Internal causes of impingement are secondary to rotator cuff and capsular dysfunction and are categorized by the location of the impingement and the underlying pathophysiological or mechanical cause of the impingement. These include posterosuperior impingement, anterosuperior impingement, anterior impingement, and entrapment of the long head of the biceps tendon. The objective of this article is to review magnetic resonance imaging findings of each of the 4 types of internal impingement syndromes and discuss the pathophysiology behind the impingement.
Impingement syndromes of the shoulder can be caused by external or internal causes. External causes are due to primary abnormalities in the coracoacromial arch causing extrinsic compression of the subacromial bursa and the rotator cuff, leading to rotator cuff tear and retraction, as first described by Neer in 1972, and including subacromial and subcoracoid impingement. It occurs most commonly in middle-aged nonathletic individuals. Internal causes of impingement are secondary to rotator cuff and capsular dysfunction and are categorized by the location of the impingement and the underlying pathophysiological or mechanical cause of the impingement. These include posterosuperior impingement, anterosuperior impingement, anterior impingement, and entrapment of the long head of the biceps tendon (LHBT) ( Fig. 1 ). Although the diagnosis of internal impingement is primarily clinical, magnetic resonance imaging (MRI) can play an important role in confirming clinical suspicion or suggesting the diagnosis. In this article, the authors discuss the MRI evaluation and pathophysiological mechanisms of internal impingement syndromes of the shoulder.

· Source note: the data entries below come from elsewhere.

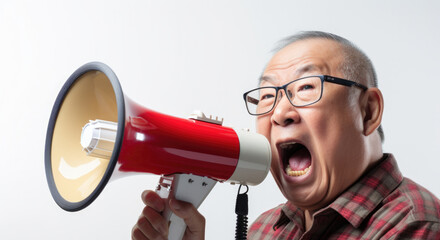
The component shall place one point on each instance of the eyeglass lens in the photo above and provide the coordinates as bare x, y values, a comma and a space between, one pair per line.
300, 93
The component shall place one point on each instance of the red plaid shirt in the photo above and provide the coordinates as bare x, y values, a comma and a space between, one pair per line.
381, 205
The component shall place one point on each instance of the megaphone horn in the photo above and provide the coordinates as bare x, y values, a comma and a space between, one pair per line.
95, 133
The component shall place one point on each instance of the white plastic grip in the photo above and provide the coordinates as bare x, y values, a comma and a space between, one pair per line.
185, 187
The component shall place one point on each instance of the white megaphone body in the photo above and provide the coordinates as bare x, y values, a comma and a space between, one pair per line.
97, 134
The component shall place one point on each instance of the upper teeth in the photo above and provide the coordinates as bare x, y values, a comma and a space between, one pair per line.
287, 145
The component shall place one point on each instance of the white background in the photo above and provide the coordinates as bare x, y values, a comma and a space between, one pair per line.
178, 56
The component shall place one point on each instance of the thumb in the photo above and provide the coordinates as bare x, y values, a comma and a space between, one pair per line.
193, 219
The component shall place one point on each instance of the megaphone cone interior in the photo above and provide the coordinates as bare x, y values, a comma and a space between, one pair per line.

Posterosuperior impingement
Posterosuperior impingement, which was first described by Walch and colleagues, refers to contact of the undersurface of the posterosuperior rotator cuff with the posterosuperior labrum when the arm is abducted and externally rotated (ABER), where the cuff can become pinched between the labrum and the greater tuberosity. It occurs most frequently in professional throwing athletes and is attributed to repetitive overhead motion, most commonly in baseball pitchers, tennis players, javelin throwers, and swimmers. Typical symptoms include posterior superior shoulder pain that commences during the late cocking phase of overhead movement and intensifies during the early acceleration phase.

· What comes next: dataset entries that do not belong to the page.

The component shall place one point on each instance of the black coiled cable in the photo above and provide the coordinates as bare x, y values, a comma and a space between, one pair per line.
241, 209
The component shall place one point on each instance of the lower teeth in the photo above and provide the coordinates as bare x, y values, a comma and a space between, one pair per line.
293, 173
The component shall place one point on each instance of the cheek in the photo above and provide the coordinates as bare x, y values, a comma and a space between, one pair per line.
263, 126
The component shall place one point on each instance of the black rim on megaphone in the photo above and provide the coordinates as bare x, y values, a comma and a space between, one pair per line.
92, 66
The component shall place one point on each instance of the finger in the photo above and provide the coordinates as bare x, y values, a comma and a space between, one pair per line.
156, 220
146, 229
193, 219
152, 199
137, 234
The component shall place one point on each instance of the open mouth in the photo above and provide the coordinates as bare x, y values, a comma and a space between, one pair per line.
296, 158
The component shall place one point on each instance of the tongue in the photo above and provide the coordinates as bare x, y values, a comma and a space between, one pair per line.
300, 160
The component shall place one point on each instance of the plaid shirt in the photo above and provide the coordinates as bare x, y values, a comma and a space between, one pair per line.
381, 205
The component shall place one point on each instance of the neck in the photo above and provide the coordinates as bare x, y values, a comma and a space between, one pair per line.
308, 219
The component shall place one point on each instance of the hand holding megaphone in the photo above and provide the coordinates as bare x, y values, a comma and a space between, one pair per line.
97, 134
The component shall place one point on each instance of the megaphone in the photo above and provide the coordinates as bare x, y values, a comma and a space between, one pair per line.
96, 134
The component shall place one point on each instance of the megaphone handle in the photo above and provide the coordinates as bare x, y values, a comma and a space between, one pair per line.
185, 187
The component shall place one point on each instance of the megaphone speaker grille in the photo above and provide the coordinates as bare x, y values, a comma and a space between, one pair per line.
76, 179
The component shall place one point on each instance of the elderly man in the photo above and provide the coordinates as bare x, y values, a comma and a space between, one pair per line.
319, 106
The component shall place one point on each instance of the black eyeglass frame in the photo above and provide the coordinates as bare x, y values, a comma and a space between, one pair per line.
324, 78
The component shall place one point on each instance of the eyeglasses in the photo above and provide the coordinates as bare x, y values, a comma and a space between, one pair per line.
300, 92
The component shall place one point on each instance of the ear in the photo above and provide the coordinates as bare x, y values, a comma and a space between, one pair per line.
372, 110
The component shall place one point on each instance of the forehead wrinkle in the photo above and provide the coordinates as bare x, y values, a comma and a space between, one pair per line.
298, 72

Jobe presented an expanded spectrum of injury occurring in overhead throwing athletes in the setting of posterosuperior impingement, which includes injuries to the superior labrum, the rotator cuff tendon, the greater tuberosity, the inferior glenohumeral ligament, and the superior glenoid bone. He also suggested that internal impingement in throwing athletes may progressively worsen because of gradual stretching of the anterior capsuloligamentous structures, leading to anterior displacement of the humeral head and impingement of the rotator cuff and the posterosuperior labrum between the greater tuberosity of the humerus and the glenoid margin. This theory led to the initial treatment approach for anterior glenohumeral instability using anterior capsulolabral reconstruction; however, results of this treatment were unpredictable. Halbrecht and colleagues disagreed with Jobe’s premise of anterior instability worsening internal impingement and showed that glenohumeral instability, where the humeral head is subluxed anteriorly, resulting in decreased contact with the posterosuperior glenoid compared with the reduced position. Therefore, they proposed that anterior instability does not worsen internal impingement but rather lessens it. The role of anterior capsular laxity as a causative factor in posterosuperior impingement is still controversial.
Burkhart and colleagues proposed that posterosuperior impingement is a normal phenomenon in all shoulders and is not usually pathologic in the disabled throwing shoulder. Rather they proposed that scarring of the posterior joint capsule leads to loss of internal rotation of the humeral head in the throwing athlete, starting a pathologic cascade that results in posterosuperior shift of the glenohumeral rotation point during abduction and external rotation that is maximal in the late cocking phase of throwing. The posterosuperior displacement of the rotation point may be also caused by the thickened posterior capsule moving inferior to the humeral head on abduction and external rotation, according to Burkhart and colleagues. At this point the shift results in maximal shear stress on the posterosuperior labrum and the biceps anchor, resulting in a peel back mechanism that produces a posterior type IIB superior labrum anterior and posterior (SLAP) lesion with posterior extension. This is also referred to as glenohumeral internal rotation deficit (GIRD), because it is believed that the primary initiating event of this cascade of events is scarring of the posterior joint capsule leading to restriction of internal rotation or excessive external rotation. Throwing athletes with GIRD require an increase of the external rotation during the late cocking phase to achieve sufficient throwing power ( Fig. 2 ).